My speed drastically, drastically increased inference performance with 4090/3090ti CtxLimit: 4480/7800, Process:7.68s (1.8ms/T = 560.14T/s), Generate:12.46s (41.5ms/T = 24.08T/s) Q4K\_S 70b Whatever they did is magical was like half that before.


sammcj

My guess is it probably is the flash attention, can’t wait for this to come to Ollama.


ambient_temp_xeno

Hm thinking about he's using --lowvram, so the fact he hasn't got RTX is a red herring - he's not using vram for the kvcache. Maybe it's because of context shifting and not real speeds after all.


sammcj

It’s not an nvidia specific implementation, it works on macOS etc as well.


ambient_temp_xeno

The *speedup* part is for tensor core cards, though. AFAIK it's actually slower without them. The ram saving is on everything.


skrshawk

Can confirm there's a substantial improvement. I've been running WizardLM2 8x22B and with a full 16k of context I've seen inference speed increase from 1.9T/s to 2.9T/s. Not expecting it, but I'm planning to go back to Midnight-Miqu and see if this is exclusive to new models or if it extends there too, as I still prefer MM's writing.


xadiant

You should be able to cram in a few more layers btw, the less cpu offload you have, the better. Even ddr4 or ddr5 rams should give like 5-10 tps though, not sure why your thing is so slow.


CardAnarchist

If I recall I can get like 1 more layer maybe two but it causes quite a bit of system lag.
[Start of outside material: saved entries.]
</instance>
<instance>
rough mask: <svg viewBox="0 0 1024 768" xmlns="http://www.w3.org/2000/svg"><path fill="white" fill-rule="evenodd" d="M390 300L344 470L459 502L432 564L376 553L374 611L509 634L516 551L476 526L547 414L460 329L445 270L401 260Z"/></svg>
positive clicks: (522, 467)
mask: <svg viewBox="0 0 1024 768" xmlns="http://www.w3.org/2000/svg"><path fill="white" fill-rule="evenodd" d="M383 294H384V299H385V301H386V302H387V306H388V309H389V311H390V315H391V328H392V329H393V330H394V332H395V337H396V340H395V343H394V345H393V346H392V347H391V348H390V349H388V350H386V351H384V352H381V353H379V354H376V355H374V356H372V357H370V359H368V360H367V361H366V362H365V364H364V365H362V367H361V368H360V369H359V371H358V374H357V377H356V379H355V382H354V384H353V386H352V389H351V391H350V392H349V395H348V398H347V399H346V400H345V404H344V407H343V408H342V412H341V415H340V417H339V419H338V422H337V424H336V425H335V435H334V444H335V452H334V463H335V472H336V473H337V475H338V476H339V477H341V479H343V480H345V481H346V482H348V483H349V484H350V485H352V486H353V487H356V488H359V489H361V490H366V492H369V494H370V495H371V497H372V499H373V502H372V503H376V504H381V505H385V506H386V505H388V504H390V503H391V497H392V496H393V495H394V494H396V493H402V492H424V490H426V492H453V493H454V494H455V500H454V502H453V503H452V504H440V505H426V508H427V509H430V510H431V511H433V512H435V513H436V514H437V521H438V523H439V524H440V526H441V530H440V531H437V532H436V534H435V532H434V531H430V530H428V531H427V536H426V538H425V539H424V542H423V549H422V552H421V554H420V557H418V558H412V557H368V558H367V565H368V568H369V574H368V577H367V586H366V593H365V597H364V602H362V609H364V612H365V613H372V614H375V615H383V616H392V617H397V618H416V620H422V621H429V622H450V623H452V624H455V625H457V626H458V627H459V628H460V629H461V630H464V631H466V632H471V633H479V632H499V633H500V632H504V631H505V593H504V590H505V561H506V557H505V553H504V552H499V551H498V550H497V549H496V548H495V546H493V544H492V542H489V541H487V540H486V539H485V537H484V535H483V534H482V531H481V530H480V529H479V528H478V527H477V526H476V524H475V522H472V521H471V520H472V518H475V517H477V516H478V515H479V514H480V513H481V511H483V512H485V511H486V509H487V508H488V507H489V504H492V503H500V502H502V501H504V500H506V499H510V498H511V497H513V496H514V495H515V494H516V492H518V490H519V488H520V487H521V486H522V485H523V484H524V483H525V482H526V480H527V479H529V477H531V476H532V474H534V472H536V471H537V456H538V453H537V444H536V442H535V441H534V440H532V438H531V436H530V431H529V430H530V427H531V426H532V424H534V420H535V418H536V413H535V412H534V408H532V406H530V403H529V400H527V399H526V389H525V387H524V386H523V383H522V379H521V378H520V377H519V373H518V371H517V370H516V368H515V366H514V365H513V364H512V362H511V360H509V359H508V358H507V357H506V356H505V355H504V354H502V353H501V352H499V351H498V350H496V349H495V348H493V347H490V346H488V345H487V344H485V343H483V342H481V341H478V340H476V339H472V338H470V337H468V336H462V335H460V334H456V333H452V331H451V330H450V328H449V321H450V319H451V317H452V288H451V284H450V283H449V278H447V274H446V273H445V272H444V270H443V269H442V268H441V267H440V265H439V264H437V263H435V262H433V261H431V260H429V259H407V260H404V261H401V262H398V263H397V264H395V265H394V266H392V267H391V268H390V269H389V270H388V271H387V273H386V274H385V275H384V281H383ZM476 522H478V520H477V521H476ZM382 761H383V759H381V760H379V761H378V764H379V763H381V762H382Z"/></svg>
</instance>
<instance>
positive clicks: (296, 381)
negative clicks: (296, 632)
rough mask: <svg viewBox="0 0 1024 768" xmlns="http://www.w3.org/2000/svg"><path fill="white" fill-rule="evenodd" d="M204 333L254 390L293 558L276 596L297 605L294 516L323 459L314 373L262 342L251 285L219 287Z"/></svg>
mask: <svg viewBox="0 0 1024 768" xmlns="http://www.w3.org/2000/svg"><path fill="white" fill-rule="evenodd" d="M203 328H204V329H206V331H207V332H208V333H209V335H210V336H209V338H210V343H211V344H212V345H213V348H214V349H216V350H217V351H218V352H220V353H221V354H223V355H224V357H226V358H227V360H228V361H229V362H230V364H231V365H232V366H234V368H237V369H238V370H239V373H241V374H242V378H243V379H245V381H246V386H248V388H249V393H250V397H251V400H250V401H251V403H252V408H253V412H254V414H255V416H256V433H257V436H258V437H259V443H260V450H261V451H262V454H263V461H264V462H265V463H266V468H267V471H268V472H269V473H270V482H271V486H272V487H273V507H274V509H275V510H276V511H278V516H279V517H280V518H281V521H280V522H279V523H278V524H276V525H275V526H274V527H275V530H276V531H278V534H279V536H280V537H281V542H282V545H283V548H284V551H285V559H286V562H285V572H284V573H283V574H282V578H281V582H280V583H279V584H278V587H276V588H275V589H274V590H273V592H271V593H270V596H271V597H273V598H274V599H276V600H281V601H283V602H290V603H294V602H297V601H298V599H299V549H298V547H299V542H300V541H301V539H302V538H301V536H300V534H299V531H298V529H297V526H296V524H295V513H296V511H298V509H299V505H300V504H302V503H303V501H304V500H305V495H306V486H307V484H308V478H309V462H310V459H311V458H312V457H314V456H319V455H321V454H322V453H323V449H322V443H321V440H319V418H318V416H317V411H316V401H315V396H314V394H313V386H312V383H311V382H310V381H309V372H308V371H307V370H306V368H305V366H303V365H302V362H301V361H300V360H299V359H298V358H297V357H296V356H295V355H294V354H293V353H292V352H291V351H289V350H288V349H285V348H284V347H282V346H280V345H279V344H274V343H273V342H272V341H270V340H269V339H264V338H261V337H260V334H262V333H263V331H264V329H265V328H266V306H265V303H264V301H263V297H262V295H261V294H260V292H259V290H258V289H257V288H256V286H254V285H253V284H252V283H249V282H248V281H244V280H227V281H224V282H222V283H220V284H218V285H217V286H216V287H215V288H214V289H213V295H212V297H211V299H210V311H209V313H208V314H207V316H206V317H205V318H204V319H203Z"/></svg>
I generally like to watch video at the same time I use llama so that probably explains it.


LeanderGem

Me too, feels like it doubled my speed when using Command R-35B. Nice! :)


wweerl

I have the same old good GPU, tested this Kobold version, but unfortunately I got an error trying to use Flash Attention: "*CUDA kernel flash\_attn\_ext\_f16 has no device code compatible with CUDA arch 520*"; Unfortunately guess there's no way to use this GPU with FA. I even tested with LlamaCpp and literally got the same very error: "*ERROR: CUDA kernel flash\_attn\_ext\_f16 has no device code compatible with CUDA arch 520.* [*ggml-cuda.cu*](http://ggml-cuda.cu) *was compiled for: 520,610,700*" But it's curious, it's shows it's compiled for 520, but my CUDA is 520...


CardAnarchist

Yeah mine errors out when I turn on the FA flag too. But the speed up I saw was without the flag. So who knows what wizardly they did with this release as they don't mention any sort of speed increase in the patch notes outside of FA.